Miriam rose to stardom after winning a BAFTA for best supporting actress for her role in The Age of Innocence (1993). However, Miriam is best known for her role in the Harry Potter series as Professor Sprout and more recently as Mother Mildred in the BBC’s Call the Midwife. Miriam has now captured the hearts of the next generation with her hit BBC documentaries and viral television interview appearances. So, here is a compilation of reasons to demonstrate exactly why Miriam Margolyes remains one of the most extraordinary women on television.
In the 21st century people are often scared to speak up and voice their opinion for fear of judgement. Nevertheless, this feisty 78-year-old woman is renowned for not mincing her words.

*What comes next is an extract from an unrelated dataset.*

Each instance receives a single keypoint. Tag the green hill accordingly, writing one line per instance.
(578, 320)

For too long we have lived in a culture in which women are taught how to act like ‘ladies’, therefore they are trained not to speak about politics, sex or religion. However, Miriam farts, swears and tells crude stories on national television and does not apologise for doing so. Miriam proves that an actress can be unrefined, opinionated and successful all at the same time.
In numerous television interviews Miriam has openly addressed the struggles facing the LGBTQ+ community, the elderly and disabled. During an interview on The Last Leg Miriam discussed the Tory government cutting disability funds as she exclaimed, “I hate that they blame poor people!”. During the filming of the BBC docuseries, The Real Marigold Hotel, Miriam addressed the treatment of the elderly in which she stated, “Old people are invisible in the UK”. Furthermore, Miriam’s recent interview discussing obesity on This Morning has already had 463,000 views in just three days. Miriam’s words have informed millions of people around the world about the struggles of marginalised communities and the world will be better off because of it.

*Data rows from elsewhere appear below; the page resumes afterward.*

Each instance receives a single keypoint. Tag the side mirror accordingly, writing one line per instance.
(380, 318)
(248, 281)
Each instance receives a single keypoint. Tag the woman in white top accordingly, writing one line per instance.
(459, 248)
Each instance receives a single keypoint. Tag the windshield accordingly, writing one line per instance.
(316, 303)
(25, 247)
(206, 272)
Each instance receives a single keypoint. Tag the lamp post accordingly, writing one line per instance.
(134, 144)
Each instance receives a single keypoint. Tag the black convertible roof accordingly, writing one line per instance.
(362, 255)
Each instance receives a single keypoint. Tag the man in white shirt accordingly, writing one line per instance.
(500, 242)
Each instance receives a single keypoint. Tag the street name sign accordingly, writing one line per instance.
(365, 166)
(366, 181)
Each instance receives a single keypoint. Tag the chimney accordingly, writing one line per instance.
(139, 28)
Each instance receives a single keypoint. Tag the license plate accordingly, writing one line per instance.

Humour is subjective and many people would not find Miriam’s coarse stories funny, yet Miriam’s tales on The Graham Norton Show have been watched by millions on YouTube around the world. Miriam tells some weird and wonderful stories such as when she farted in a queue waiting to meet Dolly Parton, when she gave a helping hand to a soldier hiding in a tree or when she streaked on an airplane from economy to first class. What makes Miriam’s stories so brilliant is that they are told by a lovable 78-year-old woman in received pronunciation.

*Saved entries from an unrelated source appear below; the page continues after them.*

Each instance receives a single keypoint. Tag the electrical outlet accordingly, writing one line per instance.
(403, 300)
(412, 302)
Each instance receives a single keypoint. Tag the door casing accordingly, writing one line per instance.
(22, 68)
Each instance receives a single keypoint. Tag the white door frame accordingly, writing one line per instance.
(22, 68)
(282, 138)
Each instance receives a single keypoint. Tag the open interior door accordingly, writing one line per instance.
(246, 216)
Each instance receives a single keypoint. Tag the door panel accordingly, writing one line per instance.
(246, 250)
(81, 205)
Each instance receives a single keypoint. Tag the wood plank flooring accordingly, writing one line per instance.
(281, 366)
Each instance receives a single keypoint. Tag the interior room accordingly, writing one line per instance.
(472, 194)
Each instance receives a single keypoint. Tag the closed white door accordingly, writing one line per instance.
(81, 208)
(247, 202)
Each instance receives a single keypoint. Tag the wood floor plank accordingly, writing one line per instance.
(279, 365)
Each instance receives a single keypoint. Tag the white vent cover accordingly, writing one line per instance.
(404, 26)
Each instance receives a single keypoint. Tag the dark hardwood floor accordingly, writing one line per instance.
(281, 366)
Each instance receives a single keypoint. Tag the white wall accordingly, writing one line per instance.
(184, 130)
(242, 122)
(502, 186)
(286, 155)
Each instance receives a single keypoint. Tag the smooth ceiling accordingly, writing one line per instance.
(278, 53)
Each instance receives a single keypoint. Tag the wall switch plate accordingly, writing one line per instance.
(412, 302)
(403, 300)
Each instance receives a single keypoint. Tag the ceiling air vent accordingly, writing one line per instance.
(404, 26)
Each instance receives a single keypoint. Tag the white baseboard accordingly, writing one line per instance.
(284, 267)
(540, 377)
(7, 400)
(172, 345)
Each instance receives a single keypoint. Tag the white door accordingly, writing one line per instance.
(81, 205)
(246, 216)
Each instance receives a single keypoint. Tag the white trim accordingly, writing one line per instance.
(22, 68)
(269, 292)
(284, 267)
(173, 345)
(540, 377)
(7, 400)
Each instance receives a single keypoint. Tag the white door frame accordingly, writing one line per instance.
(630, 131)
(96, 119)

We are living during a time of gender inequality. All you have to do is look at everyday sexism, the gender pay gap or the Me-Too movement to realise this. We have come a long way since securing the right to vote, although we have not come far enough. Therefore, it is vital that we see confident women on our TV screens. Young girls need to see an example of what independent, successful and authoritative women look like. In Miriam’s new BBC documentary, Miriam’s Big Fat Adventure, Miriam stated “This is me. If you don’t like it, tough sh*t”. I truly believe that this is the kind of philosophy we should all live by and that is why she is one of the best actresses on British television.